# The Dang Neck of the Jug is Too



## cst (Nov 7, 2011)

Big. Or my stopper is too small. 
Somebody'd posted about making their wine with some organic apple juice. I am generally opposed to the whole organic thing. I'm all about better living through chemistry. Anyhow, I was walking through the Safeway and saw a jug of the stuff and thought "well, I could use another gallon jug." So I paid nine bucks for a jug of cloudy juice. A three quart jug. I shoulda looked more closely at the label. Well the capacity was not the only thing that was not as I expected. The neck opening which looked like it should take a #6.5 stopper did. It swallowed it whole. I didnt notice this until I had mixed two and a half pounds of honey along with some additives into the juice. It turns out I havent got a spare gallon jug around and the closest homebrew store is about 75 miles away. 
got any ideas for a stopgap until I can get a larger stopper in the mail?


----------



## cst (Nov 7, 2011)

Oh yeah the cap the jug came with is metal, so I am not sure about drilling a hole and sticking a tube in it. I figured it might rust.


----------



## grapeman (Nov 7, 2011)

If you are just beginning this, then you don't need an airlock yet. Cover it with something (yes even the cap screwed lightly to let air out) and get yourself a bit bigger stopper.


----------



## cpfan (Nov 7, 2011)

cst...

From the description you need a #7.5 or #8 stopper. I have no experience with 3 quart jugs from Maryland though.

Steve


----------



## robie (Nov 7, 2011)

hang onto that smaller jug. It will come in handy someday when you can't quite fill a 1-gallon.


----------



## Flem (Nov 7, 2011)

Sounds like you need a gallon jug for your secondary. Go out and buy a jug of Carlo Rossi (cheap), drink the wine, and save the jug.


----------



## almargita (Nov 7, 2011)

I love the apple juice or cider glass jugs. The large opening takes a number 8 stopper. I picked up a bunch for free, at a glass place

Al


----------



## cst (Nov 7, 2011)

Yeah, all my gallon jugs are filled (theyve got the proper#6.5 sized openings) and while I am normally no snob I hate to be seen buying Carlo Rossi. People stop you and ask if everything is ok and then hand you their pocket change. Its prolly cheaper than driving over to the homebrew store though.


----------



## Flem (Nov 7, 2011)

That's what I was thinking.


----------



## Julie (Nov 7, 2011)

cst said:


> Yeah, all my gallon jugs are filled (theyve got the proper#6.5 sized openings) and while I am normally no snob I hate to be seen buying Carlo Rossi. People stop you and ask if everything is ok and then hand you their pocket change. Its prolly cheaper than driving over to the homebrew store though.

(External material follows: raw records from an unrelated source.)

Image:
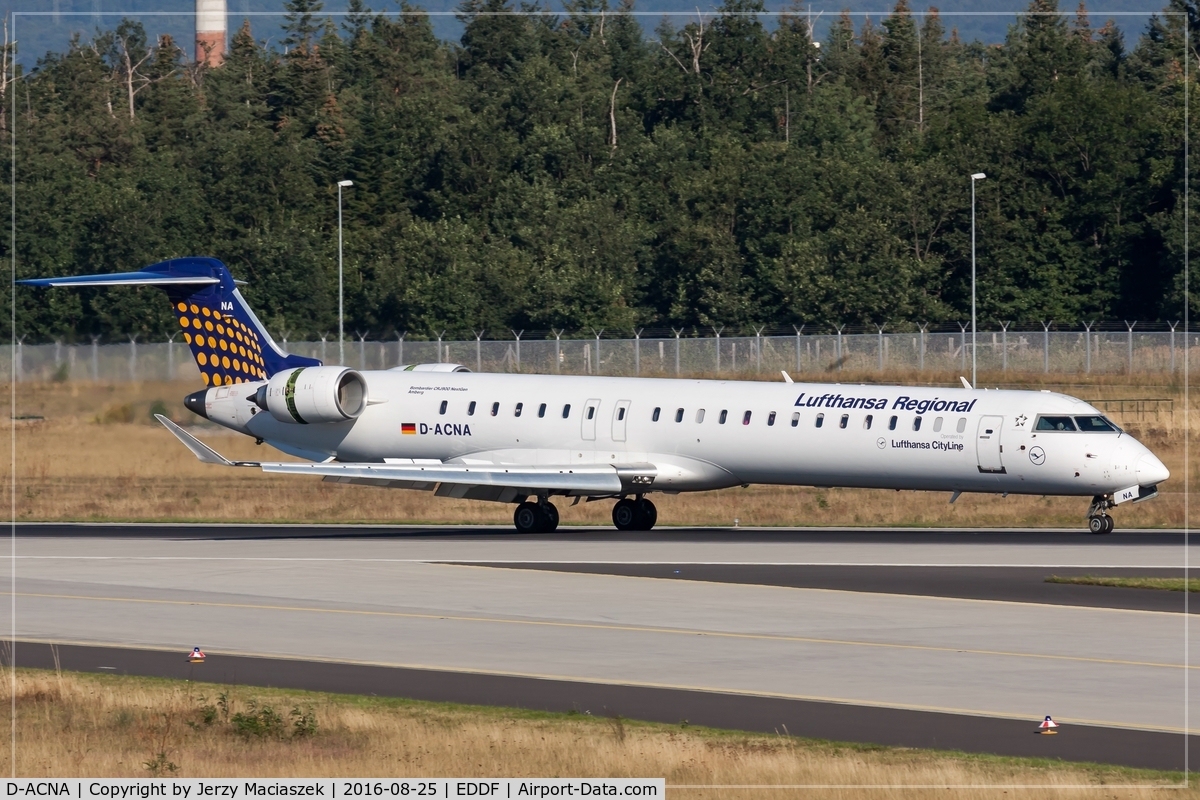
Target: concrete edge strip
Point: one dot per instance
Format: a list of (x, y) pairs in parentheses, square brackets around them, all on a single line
[(810, 717)]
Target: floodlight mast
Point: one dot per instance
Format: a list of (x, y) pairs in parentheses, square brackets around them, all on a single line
[(975, 349), (341, 294)]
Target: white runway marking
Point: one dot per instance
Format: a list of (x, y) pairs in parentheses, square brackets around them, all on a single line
[(391, 602)]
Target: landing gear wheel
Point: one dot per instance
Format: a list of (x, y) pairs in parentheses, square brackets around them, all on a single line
[(647, 515), (624, 515), (535, 517), (550, 513), (527, 518)]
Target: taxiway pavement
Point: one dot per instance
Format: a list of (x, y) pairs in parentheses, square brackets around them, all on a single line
[(423, 600)]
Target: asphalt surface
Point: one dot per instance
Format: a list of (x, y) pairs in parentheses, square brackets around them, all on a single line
[(909, 637), (1012, 537), (831, 721), (1012, 584)]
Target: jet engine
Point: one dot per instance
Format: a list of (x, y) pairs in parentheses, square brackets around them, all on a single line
[(313, 395)]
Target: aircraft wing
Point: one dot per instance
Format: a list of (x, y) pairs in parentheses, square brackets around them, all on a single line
[(474, 481)]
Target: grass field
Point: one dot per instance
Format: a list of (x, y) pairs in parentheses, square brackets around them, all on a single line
[(1162, 584), (96, 455), (107, 726)]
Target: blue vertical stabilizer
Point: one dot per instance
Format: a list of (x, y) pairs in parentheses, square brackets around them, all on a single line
[(229, 344)]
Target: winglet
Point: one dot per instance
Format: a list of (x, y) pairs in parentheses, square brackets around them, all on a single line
[(201, 450)]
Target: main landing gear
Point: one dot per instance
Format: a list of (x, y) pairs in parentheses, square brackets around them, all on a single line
[(634, 515), (539, 517), (1098, 521)]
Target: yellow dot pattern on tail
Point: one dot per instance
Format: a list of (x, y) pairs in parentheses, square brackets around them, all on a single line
[(227, 335)]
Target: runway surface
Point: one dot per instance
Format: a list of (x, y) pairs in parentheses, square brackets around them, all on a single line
[(892, 627)]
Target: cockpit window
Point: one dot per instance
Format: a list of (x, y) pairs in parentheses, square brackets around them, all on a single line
[(1055, 423), (1096, 425)]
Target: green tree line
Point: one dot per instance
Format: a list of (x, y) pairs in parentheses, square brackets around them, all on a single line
[(574, 170)]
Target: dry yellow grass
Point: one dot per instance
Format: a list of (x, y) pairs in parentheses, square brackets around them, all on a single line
[(97, 456), (103, 726)]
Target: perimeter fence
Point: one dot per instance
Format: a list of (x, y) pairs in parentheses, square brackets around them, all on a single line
[(1089, 352)]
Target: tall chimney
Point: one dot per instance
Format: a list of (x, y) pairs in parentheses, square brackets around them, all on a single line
[(210, 31)]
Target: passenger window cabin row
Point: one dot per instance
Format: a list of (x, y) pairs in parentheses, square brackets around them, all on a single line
[(844, 422)]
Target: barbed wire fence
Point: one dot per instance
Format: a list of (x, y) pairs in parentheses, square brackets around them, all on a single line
[(1133, 348)]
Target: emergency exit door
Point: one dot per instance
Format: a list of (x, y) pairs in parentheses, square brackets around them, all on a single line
[(619, 420), (591, 411), (988, 449)]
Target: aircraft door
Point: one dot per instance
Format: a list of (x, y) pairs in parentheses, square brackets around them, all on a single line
[(591, 411), (988, 449), (619, 420)]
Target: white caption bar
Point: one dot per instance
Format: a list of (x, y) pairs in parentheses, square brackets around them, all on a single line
[(249, 788)]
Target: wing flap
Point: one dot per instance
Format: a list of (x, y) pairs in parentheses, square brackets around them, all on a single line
[(600, 479), (472, 481)]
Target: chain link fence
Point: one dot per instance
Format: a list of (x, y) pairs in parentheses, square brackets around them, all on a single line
[(1129, 352)]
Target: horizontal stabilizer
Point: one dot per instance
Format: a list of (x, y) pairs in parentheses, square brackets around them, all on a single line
[(124, 278), (201, 450), (229, 343)]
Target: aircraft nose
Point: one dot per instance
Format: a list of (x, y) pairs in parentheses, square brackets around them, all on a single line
[(1151, 470)]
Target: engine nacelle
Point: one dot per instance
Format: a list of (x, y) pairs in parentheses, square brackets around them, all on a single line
[(313, 395)]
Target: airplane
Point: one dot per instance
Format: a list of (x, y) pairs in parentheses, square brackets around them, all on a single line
[(523, 439)]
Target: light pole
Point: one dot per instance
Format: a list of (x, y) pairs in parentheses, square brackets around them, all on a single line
[(341, 293), (976, 176)]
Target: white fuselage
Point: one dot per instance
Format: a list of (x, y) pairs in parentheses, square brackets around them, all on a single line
[(718, 433)]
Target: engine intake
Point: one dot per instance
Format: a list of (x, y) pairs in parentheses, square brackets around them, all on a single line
[(313, 395)]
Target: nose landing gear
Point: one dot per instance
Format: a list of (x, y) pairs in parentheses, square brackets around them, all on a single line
[(634, 515), (1098, 522)]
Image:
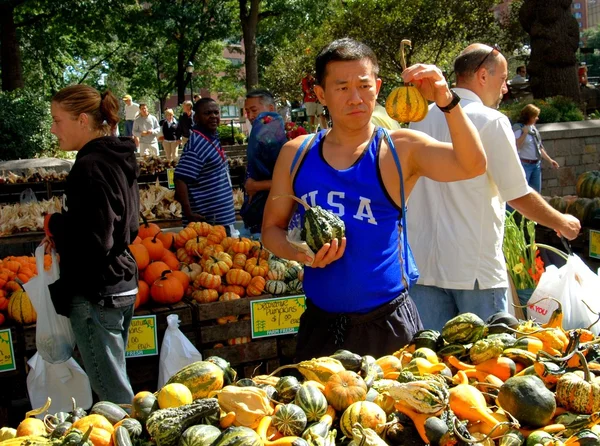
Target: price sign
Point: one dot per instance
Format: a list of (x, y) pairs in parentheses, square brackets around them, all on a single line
[(276, 316), (142, 337), (171, 178), (594, 244), (7, 354)]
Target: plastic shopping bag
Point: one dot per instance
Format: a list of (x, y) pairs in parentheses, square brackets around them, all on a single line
[(176, 351), (54, 336), (571, 285), (60, 382)]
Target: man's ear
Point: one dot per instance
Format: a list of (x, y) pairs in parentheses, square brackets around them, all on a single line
[(320, 92)]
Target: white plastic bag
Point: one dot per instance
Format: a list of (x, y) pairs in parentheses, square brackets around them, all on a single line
[(571, 285), (59, 382), (54, 336), (176, 351)]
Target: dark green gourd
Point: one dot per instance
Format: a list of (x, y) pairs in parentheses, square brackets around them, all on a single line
[(319, 226)]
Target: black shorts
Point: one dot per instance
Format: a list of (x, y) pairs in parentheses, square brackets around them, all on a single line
[(377, 333)]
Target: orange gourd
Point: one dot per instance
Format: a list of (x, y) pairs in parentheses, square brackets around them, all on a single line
[(155, 247), (141, 256), (153, 272), (406, 103)]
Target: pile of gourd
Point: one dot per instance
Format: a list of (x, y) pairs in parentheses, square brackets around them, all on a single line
[(504, 382), (216, 267)]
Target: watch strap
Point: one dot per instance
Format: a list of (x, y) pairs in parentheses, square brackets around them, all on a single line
[(453, 103)]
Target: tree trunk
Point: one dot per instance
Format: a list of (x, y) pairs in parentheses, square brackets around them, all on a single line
[(554, 35), (12, 69), (249, 20)]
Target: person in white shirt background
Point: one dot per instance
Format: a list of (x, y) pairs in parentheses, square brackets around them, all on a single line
[(131, 113), (456, 229)]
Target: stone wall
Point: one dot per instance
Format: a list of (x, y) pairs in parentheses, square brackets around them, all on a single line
[(576, 148)]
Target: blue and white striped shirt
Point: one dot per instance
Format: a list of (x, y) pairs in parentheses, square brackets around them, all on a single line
[(203, 166)]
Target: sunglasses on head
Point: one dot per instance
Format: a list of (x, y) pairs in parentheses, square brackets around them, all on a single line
[(496, 47)]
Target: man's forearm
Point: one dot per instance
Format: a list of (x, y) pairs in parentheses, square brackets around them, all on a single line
[(534, 207)]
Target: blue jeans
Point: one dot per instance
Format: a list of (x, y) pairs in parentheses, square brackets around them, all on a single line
[(128, 128), (438, 305), (101, 335), (533, 173)]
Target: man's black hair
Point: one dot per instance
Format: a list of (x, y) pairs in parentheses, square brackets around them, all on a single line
[(343, 50), (265, 96)]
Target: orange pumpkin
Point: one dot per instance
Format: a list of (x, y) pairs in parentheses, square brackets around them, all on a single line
[(201, 227), (183, 236), (205, 296), (143, 295), (256, 286), (167, 290), (195, 246), (182, 277), (153, 272), (167, 239), (207, 280), (183, 256), (228, 296), (155, 248), (219, 264), (170, 259), (237, 289), (406, 103), (238, 277), (257, 267), (147, 230), (345, 388), (141, 256)]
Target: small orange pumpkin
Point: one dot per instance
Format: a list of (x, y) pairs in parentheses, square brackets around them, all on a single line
[(406, 103)]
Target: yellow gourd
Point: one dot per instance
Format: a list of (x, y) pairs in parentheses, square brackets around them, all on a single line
[(406, 103)]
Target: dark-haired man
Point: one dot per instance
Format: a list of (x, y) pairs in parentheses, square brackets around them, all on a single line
[(456, 229), (202, 182), (356, 289), (265, 142)]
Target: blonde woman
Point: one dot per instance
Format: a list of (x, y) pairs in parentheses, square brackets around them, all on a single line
[(170, 142)]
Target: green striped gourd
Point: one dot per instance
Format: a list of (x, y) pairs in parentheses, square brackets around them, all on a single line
[(312, 401), (199, 435), (165, 426), (290, 420), (201, 377), (276, 287), (319, 226), (238, 436), (286, 388), (465, 328), (365, 413)]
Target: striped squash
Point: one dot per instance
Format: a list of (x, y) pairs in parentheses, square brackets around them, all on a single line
[(365, 413), (312, 401), (290, 420), (201, 377), (286, 388), (199, 435)]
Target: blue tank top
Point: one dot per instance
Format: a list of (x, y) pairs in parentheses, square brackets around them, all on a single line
[(369, 274)]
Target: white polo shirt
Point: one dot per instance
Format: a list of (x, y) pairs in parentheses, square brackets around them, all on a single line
[(456, 229), (131, 111)]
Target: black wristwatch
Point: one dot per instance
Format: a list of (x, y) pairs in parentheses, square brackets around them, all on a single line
[(452, 104)]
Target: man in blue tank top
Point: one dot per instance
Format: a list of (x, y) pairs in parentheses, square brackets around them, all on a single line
[(357, 290)]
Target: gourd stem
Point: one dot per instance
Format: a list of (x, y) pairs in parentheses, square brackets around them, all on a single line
[(402, 57), (302, 202)]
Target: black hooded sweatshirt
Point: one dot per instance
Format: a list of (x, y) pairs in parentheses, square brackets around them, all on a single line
[(100, 219)]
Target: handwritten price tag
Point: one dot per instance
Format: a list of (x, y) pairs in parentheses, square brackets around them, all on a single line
[(594, 244), (142, 337), (277, 316), (7, 354)]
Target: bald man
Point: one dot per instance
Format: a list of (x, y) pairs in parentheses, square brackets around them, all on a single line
[(456, 229)]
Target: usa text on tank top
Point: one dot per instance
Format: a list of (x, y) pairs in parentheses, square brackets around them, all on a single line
[(369, 273)]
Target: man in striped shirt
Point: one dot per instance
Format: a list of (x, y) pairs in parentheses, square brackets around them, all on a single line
[(202, 182)]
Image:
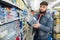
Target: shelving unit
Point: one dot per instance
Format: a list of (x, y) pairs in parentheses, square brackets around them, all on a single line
[(9, 3), (10, 28)]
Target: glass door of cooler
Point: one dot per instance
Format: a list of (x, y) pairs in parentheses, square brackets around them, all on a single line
[(9, 31)]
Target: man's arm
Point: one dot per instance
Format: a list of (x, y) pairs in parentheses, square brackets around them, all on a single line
[(49, 26)]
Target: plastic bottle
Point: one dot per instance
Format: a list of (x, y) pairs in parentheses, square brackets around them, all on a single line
[(29, 18)]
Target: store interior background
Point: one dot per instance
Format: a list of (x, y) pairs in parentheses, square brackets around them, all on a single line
[(16, 28)]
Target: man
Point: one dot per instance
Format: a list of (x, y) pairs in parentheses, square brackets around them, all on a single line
[(44, 27)]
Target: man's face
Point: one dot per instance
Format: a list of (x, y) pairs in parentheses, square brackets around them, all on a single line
[(43, 8)]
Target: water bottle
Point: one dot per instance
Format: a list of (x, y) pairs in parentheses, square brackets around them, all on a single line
[(29, 18)]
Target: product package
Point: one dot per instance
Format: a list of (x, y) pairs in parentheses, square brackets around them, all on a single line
[(29, 18)]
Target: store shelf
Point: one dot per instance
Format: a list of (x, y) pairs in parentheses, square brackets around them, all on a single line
[(9, 3), (9, 21)]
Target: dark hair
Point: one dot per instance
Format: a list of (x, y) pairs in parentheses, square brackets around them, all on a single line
[(44, 3), (32, 10)]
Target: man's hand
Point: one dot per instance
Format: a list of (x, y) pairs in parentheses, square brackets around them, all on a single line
[(36, 25)]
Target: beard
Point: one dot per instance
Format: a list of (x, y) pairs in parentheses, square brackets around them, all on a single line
[(42, 12)]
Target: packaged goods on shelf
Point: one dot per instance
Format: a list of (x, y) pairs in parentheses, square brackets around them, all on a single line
[(29, 18)]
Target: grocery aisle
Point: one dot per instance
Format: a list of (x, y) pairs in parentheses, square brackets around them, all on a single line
[(13, 25)]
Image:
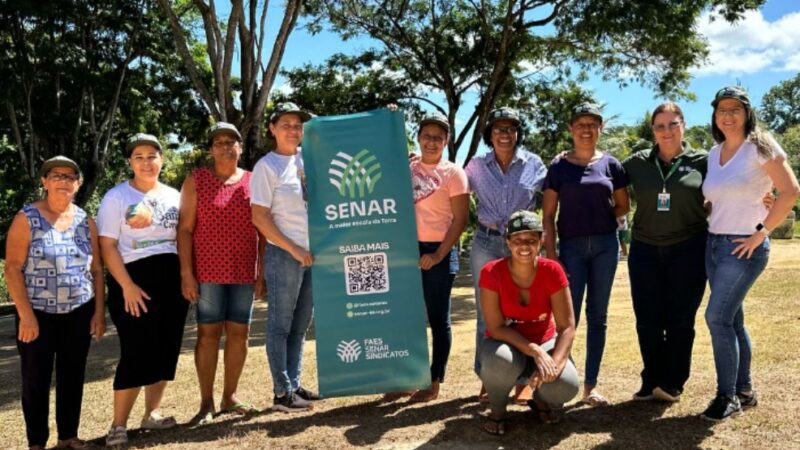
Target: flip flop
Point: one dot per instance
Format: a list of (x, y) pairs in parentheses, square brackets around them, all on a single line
[(594, 400), (240, 408), (495, 427)]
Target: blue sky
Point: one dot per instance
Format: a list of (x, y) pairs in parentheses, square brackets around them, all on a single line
[(757, 52)]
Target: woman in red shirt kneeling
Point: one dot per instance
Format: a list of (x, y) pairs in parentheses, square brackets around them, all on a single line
[(530, 325)]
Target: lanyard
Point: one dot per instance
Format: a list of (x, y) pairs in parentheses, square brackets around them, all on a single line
[(672, 170)]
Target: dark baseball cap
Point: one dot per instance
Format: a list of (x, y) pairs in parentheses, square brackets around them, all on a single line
[(504, 113), (288, 108), (435, 118), (58, 161), (142, 139), (586, 109), (734, 92), (223, 128), (523, 220)]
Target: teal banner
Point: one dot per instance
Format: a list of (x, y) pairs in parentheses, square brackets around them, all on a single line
[(369, 311)]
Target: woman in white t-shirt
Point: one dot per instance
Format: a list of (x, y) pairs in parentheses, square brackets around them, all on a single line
[(278, 203), (746, 163), (137, 223)]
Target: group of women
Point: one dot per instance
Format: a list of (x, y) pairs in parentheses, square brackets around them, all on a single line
[(700, 216)]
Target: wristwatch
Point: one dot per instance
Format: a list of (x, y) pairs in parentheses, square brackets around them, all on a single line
[(761, 228)]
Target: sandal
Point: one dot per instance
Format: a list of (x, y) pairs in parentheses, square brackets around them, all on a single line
[(74, 444), (495, 426), (156, 421), (547, 415), (594, 400), (240, 409)]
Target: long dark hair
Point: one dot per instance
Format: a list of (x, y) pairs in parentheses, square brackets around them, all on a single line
[(762, 139)]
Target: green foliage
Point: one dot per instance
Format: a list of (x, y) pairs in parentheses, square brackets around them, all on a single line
[(780, 106)]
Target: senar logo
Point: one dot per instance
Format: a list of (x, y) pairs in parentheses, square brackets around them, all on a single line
[(354, 176), (348, 351)]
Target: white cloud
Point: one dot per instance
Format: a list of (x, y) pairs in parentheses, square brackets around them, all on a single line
[(751, 44)]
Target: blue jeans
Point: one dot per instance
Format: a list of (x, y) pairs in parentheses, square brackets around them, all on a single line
[(289, 312), (225, 302), (437, 283), (730, 278), (485, 247), (590, 263)]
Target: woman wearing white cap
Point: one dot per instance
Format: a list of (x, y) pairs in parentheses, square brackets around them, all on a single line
[(137, 223), (55, 279)]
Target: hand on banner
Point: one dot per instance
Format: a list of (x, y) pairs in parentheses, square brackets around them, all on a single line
[(429, 260), (303, 256)]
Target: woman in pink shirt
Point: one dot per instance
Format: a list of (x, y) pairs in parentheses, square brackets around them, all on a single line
[(441, 206)]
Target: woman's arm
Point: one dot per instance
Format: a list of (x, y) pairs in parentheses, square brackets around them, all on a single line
[(133, 295), (262, 219), (17, 245), (549, 206), (622, 202), (785, 181), (97, 326), (186, 223), (460, 207)]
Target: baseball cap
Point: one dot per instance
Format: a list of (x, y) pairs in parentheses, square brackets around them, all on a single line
[(586, 109), (58, 161), (734, 92), (523, 221), (504, 113), (142, 139), (223, 128), (435, 118), (288, 108)]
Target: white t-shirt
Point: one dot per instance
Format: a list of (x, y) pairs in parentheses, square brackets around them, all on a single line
[(134, 244), (277, 184), (736, 190)]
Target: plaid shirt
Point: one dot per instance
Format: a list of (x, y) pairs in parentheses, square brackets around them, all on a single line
[(500, 194)]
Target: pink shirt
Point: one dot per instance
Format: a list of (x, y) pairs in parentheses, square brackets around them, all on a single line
[(433, 186)]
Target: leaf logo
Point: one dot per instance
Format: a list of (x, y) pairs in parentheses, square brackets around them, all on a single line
[(348, 351), (354, 176)]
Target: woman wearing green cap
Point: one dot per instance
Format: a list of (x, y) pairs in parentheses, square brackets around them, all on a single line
[(530, 325), (278, 203), (137, 223), (744, 164), (55, 279)]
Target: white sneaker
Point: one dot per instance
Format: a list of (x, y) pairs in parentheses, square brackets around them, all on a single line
[(116, 436)]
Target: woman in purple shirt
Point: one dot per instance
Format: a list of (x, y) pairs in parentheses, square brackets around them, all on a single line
[(588, 188), (504, 180)]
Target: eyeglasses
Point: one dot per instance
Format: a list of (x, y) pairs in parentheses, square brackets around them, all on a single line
[(432, 138), (504, 130), (56, 176), (661, 128), (290, 127), (224, 144), (720, 112)]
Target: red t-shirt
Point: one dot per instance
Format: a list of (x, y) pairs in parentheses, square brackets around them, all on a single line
[(535, 320), (225, 240)]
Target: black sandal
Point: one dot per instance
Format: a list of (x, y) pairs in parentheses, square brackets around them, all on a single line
[(499, 426)]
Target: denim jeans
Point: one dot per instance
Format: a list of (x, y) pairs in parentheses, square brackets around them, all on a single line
[(667, 286), (590, 263), (485, 247), (730, 278), (437, 283), (289, 312)]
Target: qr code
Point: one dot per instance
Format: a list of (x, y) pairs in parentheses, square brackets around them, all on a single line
[(366, 273)]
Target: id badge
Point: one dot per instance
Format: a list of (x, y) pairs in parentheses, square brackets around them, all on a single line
[(663, 201)]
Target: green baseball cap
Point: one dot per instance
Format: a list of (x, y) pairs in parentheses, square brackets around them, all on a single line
[(586, 109), (142, 139), (288, 108), (59, 161), (734, 92), (523, 220)]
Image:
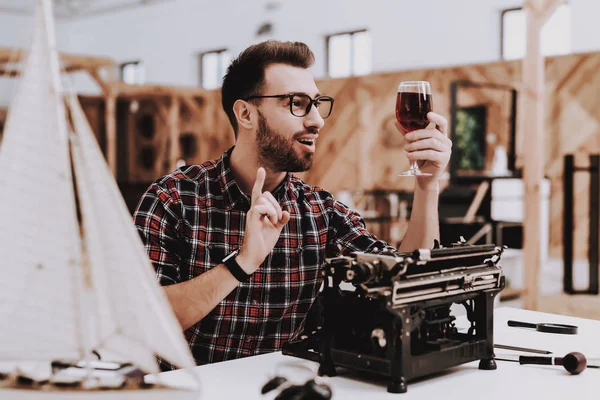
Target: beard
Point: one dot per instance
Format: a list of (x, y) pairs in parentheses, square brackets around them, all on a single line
[(276, 151)]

cst, have you ever thought that maybe you can get enough pocket change to pay for the carlo rossi?


----------



## cst (Nov 7, 2011)

Very true, but the humiliation. The humanity!


----------



## cst (Nov 8, 2011)

I ended up setting the bung in there and it is staying, but I dont trust it for airtightness. I think I shoulda gone for a big blowoff tube. I wonder how well wrapping the bung in saran wrap will do for a gasket till my new one comes in the mail? Either way the ferment is going well.


----------



## grapeman (Nov 8, 2011)

You really don't lead to worry about air leakage at this stage. It is producing C02 which pushes out the 02. Also the active fermentaion can use a bit of oxygen for yeast multiplication.


----------



## cst (Nov 8, 2011)

Yeah, I undersand. I was not expecting such a vigorous reaction from a mead variant. Ive experienced this with fruit wines before and beer but this is my first cyser. Even so a blowoff tube would help me keep things neater.


----------



## JohnT (Nov 8, 2011)

I would drill a hole in the screw cap. This will hold you for now (until you can get a replacement). 

One thought... how close is the nearest recycling center. You could try to get one there, then clean the SH*T out of it berfore use.


----------